Литмир - Электронная Библиотека
A
A

Изучая отечественную историю, Н. В. Неврев иначе смотрит на происходящие события в России. Минувшее словно оборачивалось днем сегодняшним, и картины на исторические темы были как бы художественным ответом автора на острые вопросы современности. Среди таких «злободневных» работ Н. В. Неврева была, в частности, и его картина «Роман Галицкий и папские послы».

К галицкому князю Роману явились в 1205 году послы папы Иннокентия III с целью расположить его в пользу римской церкви и, таким образом, обеспечить в будущем подчинение русских земель власти римского папы.

Выслушав посла, князь Роман в ответ обнажил меч и закричал: «Таков ли у папы? Доколе ношу его при бедре, не имею нужды в ином и кровью покупаю города, следуя примеру наших дедов, возвеличивших землю русскую».

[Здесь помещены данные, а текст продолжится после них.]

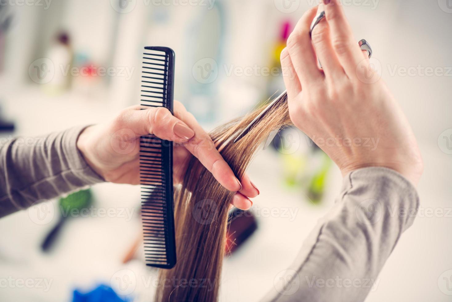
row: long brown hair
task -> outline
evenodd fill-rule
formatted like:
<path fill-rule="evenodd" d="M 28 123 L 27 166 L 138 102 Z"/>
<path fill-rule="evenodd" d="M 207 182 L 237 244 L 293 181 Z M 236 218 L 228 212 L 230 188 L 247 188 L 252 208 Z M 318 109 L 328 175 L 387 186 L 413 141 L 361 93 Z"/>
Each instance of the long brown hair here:
<path fill-rule="evenodd" d="M 270 133 L 291 123 L 284 99 L 234 144 L 231 139 L 233 140 L 261 109 L 210 133 L 239 179 Z M 181 187 L 176 190 L 174 196 L 177 264 L 171 269 L 160 271 L 161 286 L 156 293 L 156 301 L 217 300 L 228 208 L 234 194 L 221 186 L 198 160 L 191 160 Z"/>

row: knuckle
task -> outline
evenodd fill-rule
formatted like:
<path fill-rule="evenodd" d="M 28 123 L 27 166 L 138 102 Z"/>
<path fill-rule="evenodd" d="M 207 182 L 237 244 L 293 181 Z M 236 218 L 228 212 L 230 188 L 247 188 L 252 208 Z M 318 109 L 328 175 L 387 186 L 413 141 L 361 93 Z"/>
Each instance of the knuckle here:
<path fill-rule="evenodd" d="M 333 40 L 333 47 L 338 55 L 343 55 L 350 51 L 352 44 L 348 39 L 337 38 Z"/>
<path fill-rule="evenodd" d="M 311 34 L 311 39 L 314 45 L 324 43 L 327 38 L 328 33 L 323 24 L 319 24 L 315 27 Z"/>
<path fill-rule="evenodd" d="M 126 120 L 130 116 L 132 109 L 130 108 L 123 109 L 119 112 L 116 117 L 113 120 L 113 124 L 115 127 L 121 127 L 124 124 L 124 121 Z"/>
<path fill-rule="evenodd" d="M 287 39 L 287 47 L 289 49 L 294 49 L 297 47 L 301 36 L 298 32 L 293 31 Z"/>
<path fill-rule="evenodd" d="M 286 60 L 289 58 L 289 52 L 287 51 L 287 48 L 284 48 L 281 52 L 281 55 L 279 56 L 279 60 L 281 62 L 285 62 Z"/>
<path fill-rule="evenodd" d="M 170 111 L 163 107 L 156 108 L 153 113 L 150 114 L 151 115 L 151 123 L 154 127 L 158 127 L 167 122 L 171 115 Z"/>

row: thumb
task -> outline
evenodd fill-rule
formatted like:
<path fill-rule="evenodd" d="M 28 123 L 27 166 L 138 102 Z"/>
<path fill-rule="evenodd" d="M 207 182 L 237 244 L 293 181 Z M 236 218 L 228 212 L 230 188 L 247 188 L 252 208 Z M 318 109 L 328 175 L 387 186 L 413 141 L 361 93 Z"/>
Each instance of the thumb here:
<path fill-rule="evenodd" d="M 134 106 L 125 109 L 117 120 L 118 129 L 131 130 L 135 138 L 154 134 L 161 139 L 184 142 L 195 134 L 187 124 L 164 107 Z"/>

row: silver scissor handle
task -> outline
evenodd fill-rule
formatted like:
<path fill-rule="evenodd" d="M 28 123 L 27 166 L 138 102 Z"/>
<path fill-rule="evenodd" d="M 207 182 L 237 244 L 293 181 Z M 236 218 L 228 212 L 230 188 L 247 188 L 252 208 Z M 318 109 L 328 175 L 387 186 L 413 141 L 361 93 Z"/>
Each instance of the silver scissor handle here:
<path fill-rule="evenodd" d="M 311 24 L 311 28 L 309 30 L 309 35 L 311 36 L 311 34 L 312 33 L 312 30 L 314 29 L 314 28 L 315 27 L 315 25 L 319 24 L 322 19 L 325 17 L 325 11 L 320 12 L 316 16 L 315 18 L 314 19 L 312 20 L 312 23 Z M 363 39 L 359 40 L 358 42 L 358 44 L 359 47 L 361 47 L 361 50 L 367 51 L 367 54 L 369 55 L 369 57 L 370 58 L 372 56 L 372 48 L 371 47 L 370 45 L 367 43 L 367 41 Z M 319 61 L 319 63 L 320 62 Z M 320 65 L 320 67 L 322 66 Z M 265 107 L 265 109 L 262 110 L 259 115 L 258 115 L 256 118 L 253 120 L 253 121 L 250 123 L 250 124 L 245 128 L 243 131 L 242 131 L 238 136 L 235 138 L 235 139 L 234 140 L 234 142 L 235 143 L 240 140 L 243 137 L 245 136 L 248 132 L 250 132 L 250 130 L 251 127 L 256 124 L 257 123 L 259 122 L 262 118 L 267 113 L 267 112 L 269 111 L 270 109 L 273 108 L 273 107 L 278 102 L 281 100 L 284 100 L 284 101 L 287 99 L 287 90 L 286 90 L 284 92 L 282 93 L 279 96 L 275 99 L 273 100 L 268 105 Z M 273 133 L 273 132 L 272 132 Z M 274 135 L 270 135 L 268 137 L 267 139 L 267 142 L 266 142 L 266 146 L 268 144 L 268 142 L 270 140 L 273 140 L 274 136 L 276 135 L 277 132 L 275 132 Z"/>

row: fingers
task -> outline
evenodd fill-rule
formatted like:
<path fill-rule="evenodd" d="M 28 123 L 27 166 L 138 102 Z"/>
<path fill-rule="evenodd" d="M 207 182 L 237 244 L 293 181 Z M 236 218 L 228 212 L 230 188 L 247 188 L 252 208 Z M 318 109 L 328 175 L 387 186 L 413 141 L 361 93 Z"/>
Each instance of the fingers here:
<path fill-rule="evenodd" d="M 287 47 L 281 52 L 281 61 L 282 77 L 286 89 L 287 90 L 287 96 L 289 99 L 293 99 L 301 92 L 301 85 L 295 72 Z"/>
<path fill-rule="evenodd" d="M 324 5 L 319 5 L 317 13 L 324 10 Z M 323 69 L 325 76 L 330 80 L 345 76 L 344 69 L 333 48 L 330 38 L 330 26 L 322 19 L 312 30 L 311 35 L 315 54 Z"/>
<path fill-rule="evenodd" d="M 344 8 L 340 0 L 324 1 L 325 3 L 325 16 L 330 26 L 333 49 L 348 77 L 356 77 L 356 66 L 363 61 L 363 55 L 353 38 Z M 326 4 L 327 2 L 329 3 Z"/>
<path fill-rule="evenodd" d="M 309 27 L 316 10 L 315 7 L 305 13 L 287 40 L 287 49 L 302 86 L 323 79 L 309 35 Z"/>
<path fill-rule="evenodd" d="M 243 188 L 240 193 L 248 197 L 253 198 L 259 195 L 259 190 L 250 179 L 250 177 L 245 174 L 240 180 Z"/>
<path fill-rule="evenodd" d="M 174 104 L 174 115 L 194 131 L 194 136 L 183 143 L 184 146 L 209 170 L 221 185 L 230 191 L 242 190 L 241 184 L 215 147 L 210 137 L 193 115 L 179 102 Z"/>
<path fill-rule="evenodd" d="M 145 109 L 141 110 L 143 108 Z M 119 115 L 118 123 L 122 128 L 132 130 L 136 138 L 151 134 L 162 139 L 182 143 L 195 135 L 185 123 L 163 107 L 128 108 Z"/>
<path fill-rule="evenodd" d="M 231 203 L 235 208 L 244 210 L 249 209 L 253 205 L 252 201 L 240 193 L 237 193 L 234 195 Z"/>

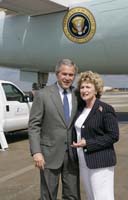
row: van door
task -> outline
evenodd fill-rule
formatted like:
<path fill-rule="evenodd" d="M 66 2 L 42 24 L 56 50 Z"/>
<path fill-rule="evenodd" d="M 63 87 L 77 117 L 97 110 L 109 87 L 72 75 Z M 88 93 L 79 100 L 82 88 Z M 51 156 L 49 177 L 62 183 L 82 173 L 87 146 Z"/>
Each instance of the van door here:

В конце жизни, после работы над картиной «Эпизод из жизни Петра I», на которой Неврев изобразил государя, заставшего на скамейке в Летнем саду целующуюся пару и узнавшего в страстной особе свою супругу Марту Самуиловну Скавронскую (после крещения именовавшуюся Екатериной Алексеевной), он обратился к допетровским временам, когда крепки были семейные узы, когда верны были люди родительским правилам. Художник пишет картину «Чем были крепки узы брачны», запечатлев один из обычаев супружеской жизни в допетровской Руси, за что был крепко раскритикован В. В. Стасовым. Но Н. В. Неврев лишь усмехнется его нападкам.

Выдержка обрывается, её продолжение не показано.